# Nikon F5 Mirror lock-up fault?



## stevec1234 (Sep 19, 2007)

Hello forum, I'm Steve a new member.

I purchased a second hand Nikon F% described as in perfect working order from a well known internet auction site.  After I pressed the shutter release once the mirror locked up but did not return to the open position.  The mirror lock up lever located to the right as the camera faces away from you, is not in the locked position and moving this does not do anything.  I restored the factory settings on the computer and tinkered around with it but I cannot get the mirror to unlock.

Steve


----------



## Sideburns (Sep 19, 2007)

Looks like the person running the auction forgot to send you the key to unlock it.......lol.

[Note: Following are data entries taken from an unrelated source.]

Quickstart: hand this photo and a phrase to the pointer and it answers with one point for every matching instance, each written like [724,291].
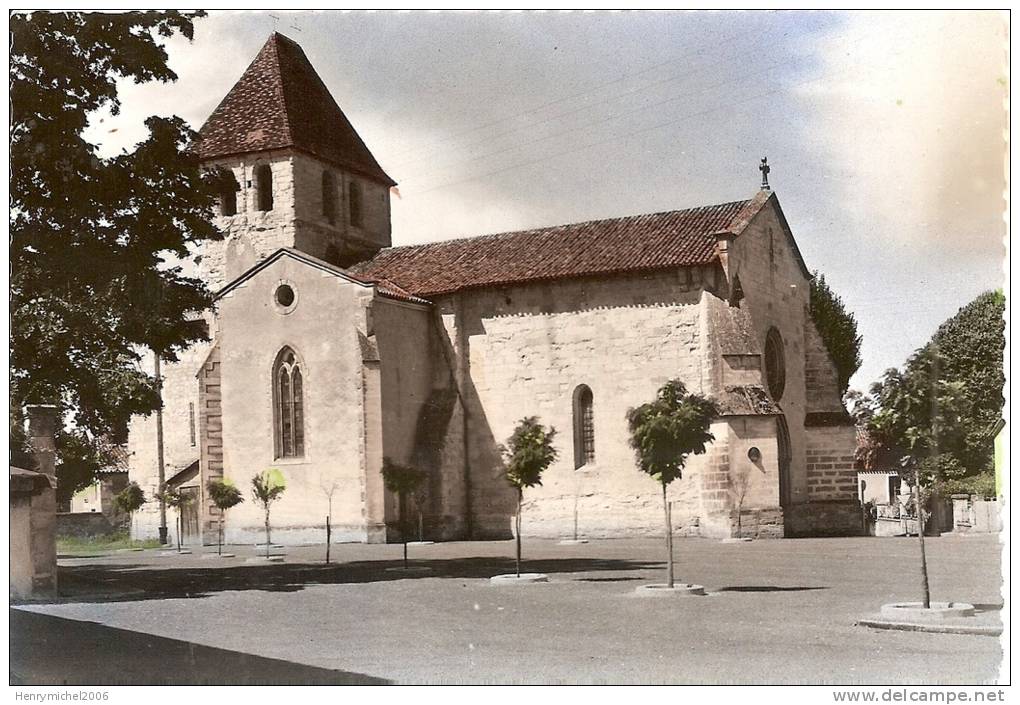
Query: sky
[884,131]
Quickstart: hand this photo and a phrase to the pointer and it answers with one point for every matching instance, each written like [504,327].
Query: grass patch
[103,544]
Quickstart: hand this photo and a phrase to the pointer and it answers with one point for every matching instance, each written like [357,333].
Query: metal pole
[159,455]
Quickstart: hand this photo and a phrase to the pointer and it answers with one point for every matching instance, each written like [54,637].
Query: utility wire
[707,47]
[588,106]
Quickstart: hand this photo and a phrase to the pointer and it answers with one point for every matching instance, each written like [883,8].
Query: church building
[332,350]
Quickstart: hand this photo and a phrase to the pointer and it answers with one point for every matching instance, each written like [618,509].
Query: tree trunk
[403,531]
[669,539]
[520,499]
[575,514]
[920,536]
[267,535]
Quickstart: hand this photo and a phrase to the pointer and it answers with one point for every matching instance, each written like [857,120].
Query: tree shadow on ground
[52,651]
[117,583]
[766,589]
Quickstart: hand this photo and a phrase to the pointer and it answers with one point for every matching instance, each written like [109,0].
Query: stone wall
[831,465]
[824,518]
[820,374]
[775,293]
[523,350]
[88,524]
[322,328]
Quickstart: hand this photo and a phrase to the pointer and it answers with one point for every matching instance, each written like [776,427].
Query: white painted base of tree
[941,617]
[678,590]
[264,559]
[409,569]
[938,612]
[523,578]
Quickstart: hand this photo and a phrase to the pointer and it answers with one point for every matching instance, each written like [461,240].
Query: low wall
[836,517]
[86,524]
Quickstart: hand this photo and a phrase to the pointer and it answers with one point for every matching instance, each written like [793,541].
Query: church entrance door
[785,456]
[189,515]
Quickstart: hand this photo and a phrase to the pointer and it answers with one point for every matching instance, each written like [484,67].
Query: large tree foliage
[837,328]
[939,408]
[97,243]
[664,433]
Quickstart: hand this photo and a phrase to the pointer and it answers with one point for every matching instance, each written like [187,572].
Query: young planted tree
[664,433]
[527,453]
[130,500]
[401,480]
[919,415]
[266,489]
[176,500]
[328,491]
[224,495]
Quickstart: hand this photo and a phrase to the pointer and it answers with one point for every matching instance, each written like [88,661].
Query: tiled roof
[281,102]
[639,243]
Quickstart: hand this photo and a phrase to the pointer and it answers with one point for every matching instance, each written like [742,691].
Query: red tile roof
[281,102]
[639,243]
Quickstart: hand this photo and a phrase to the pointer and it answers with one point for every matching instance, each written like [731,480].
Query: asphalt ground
[776,612]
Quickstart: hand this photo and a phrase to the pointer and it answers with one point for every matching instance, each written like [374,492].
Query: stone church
[330,350]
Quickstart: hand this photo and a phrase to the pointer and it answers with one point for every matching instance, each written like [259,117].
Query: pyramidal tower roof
[281,102]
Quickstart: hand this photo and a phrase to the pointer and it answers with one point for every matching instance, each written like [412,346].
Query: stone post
[43,513]
[42,427]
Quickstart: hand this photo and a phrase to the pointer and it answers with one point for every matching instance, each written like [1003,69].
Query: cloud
[911,117]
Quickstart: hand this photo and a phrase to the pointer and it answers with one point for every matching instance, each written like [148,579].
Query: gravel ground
[776,612]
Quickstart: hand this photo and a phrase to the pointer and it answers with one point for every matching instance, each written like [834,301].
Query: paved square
[776,612]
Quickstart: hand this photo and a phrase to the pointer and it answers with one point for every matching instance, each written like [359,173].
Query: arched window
[328,197]
[263,187]
[775,364]
[288,390]
[354,196]
[228,198]
[583,413]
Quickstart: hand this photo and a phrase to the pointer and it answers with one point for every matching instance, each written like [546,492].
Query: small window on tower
[354,192]
[263,187]
[328,197]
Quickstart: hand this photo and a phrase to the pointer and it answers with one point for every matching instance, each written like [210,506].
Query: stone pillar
[42,427]
[43,504]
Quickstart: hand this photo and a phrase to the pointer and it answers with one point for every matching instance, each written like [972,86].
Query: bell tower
[302,175]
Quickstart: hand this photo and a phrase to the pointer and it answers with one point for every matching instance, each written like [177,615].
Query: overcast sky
[884,131]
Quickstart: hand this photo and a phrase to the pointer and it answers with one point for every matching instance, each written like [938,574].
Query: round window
[285,295]
[775,364]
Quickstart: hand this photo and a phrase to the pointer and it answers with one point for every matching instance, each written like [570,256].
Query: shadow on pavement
[113,583]
[53,651]
[764,589]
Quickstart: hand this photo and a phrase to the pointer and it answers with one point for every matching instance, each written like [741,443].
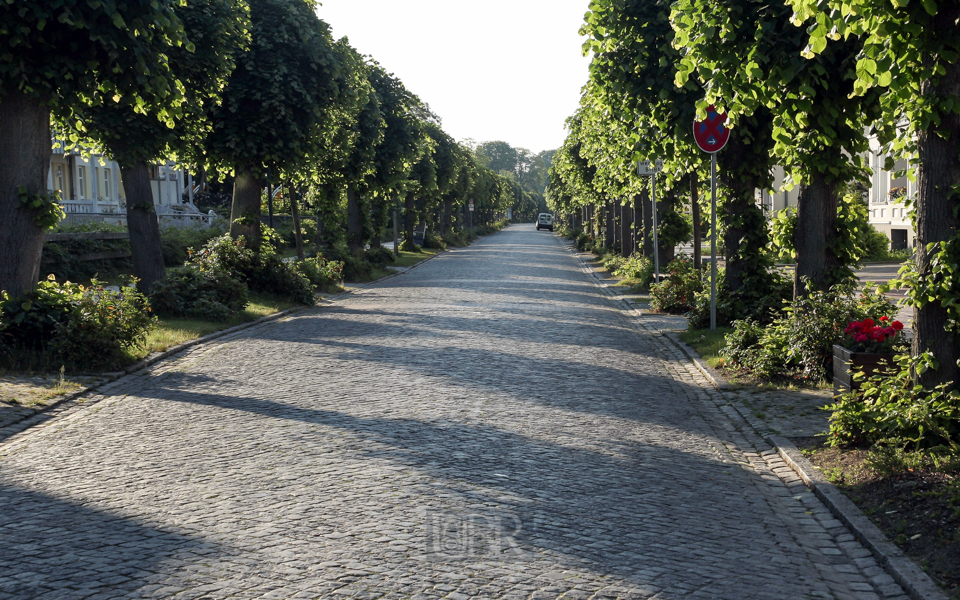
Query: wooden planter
[868,362]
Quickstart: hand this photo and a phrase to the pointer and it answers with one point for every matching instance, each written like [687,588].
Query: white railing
[77,206]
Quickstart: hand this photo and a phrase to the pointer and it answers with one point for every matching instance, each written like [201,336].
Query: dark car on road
[545,221]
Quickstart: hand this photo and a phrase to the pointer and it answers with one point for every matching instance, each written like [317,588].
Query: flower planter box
[869,362]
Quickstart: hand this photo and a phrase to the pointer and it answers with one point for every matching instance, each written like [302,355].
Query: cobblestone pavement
[488,424]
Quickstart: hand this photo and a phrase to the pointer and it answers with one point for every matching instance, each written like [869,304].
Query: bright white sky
[507,70]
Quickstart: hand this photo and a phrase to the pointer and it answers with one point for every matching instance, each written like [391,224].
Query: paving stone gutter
[903,570]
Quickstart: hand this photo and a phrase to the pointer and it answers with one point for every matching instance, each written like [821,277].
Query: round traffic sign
[711,134]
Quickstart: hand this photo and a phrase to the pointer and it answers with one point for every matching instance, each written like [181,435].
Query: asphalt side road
[485,425]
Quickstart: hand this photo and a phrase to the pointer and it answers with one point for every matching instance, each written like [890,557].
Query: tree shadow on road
[656,513]
[56,548]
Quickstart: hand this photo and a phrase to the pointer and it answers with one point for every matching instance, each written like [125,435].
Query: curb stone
[903,570]
[911,577]
[709,372]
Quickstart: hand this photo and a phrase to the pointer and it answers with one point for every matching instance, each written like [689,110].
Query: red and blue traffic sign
[711,134]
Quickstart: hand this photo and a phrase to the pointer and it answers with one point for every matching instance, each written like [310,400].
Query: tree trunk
[739,216]
[409,218]
[695,213]
[355,241]
[816,225]
[609,226]
[936,214]
[295,212]
[245,211]
[24,161]
[667,204]
[626,230]
[447,216]
[615,234]
[143,226]
[647,202]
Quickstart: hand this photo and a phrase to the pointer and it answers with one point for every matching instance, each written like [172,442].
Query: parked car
[545,221]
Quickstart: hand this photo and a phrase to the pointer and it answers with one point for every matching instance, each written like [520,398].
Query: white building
[887,192]
[91,189]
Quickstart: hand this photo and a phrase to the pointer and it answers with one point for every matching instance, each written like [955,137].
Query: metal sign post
[711,136]
[713,241]
[650,169]
[396,227]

Sorry, just trying to lighten the mood.

Seems you got ripped off...


----------



## stevec1234 (Sep 19, 2007)

I think your right, I will launch a despute with the auction site for the guy that sold it in 'perfect working order'!

Steve


----------



## PNA (Sep 19, 2007)

I just tried mirror-up with my F3......Take out the battery pack and it should reset.

Good luck...........


----------



## fmw (Sep 20, 2007)

Or put batteries in the camera if it doesn't have fresh ones.


----------



## airgunr (Sep 20, 2007)

I'd also suggest a fresh set of batteries to start with.  Otherwise it may have a problem.


----------



## stevec1234 (Sep 20, 2007)

Hi guys.

They are fresh all the batteries (Duracell Pro Cell).  I took them out the fault is still there.  I noticed alot of scuffs around that catch (mirror lock up).  I will lodge a dispute as the seller still has not got back to me.  There is no way he ran a whole film through the camera before he sent it to check as it locked on the first shutter release depress.  
Steve


----------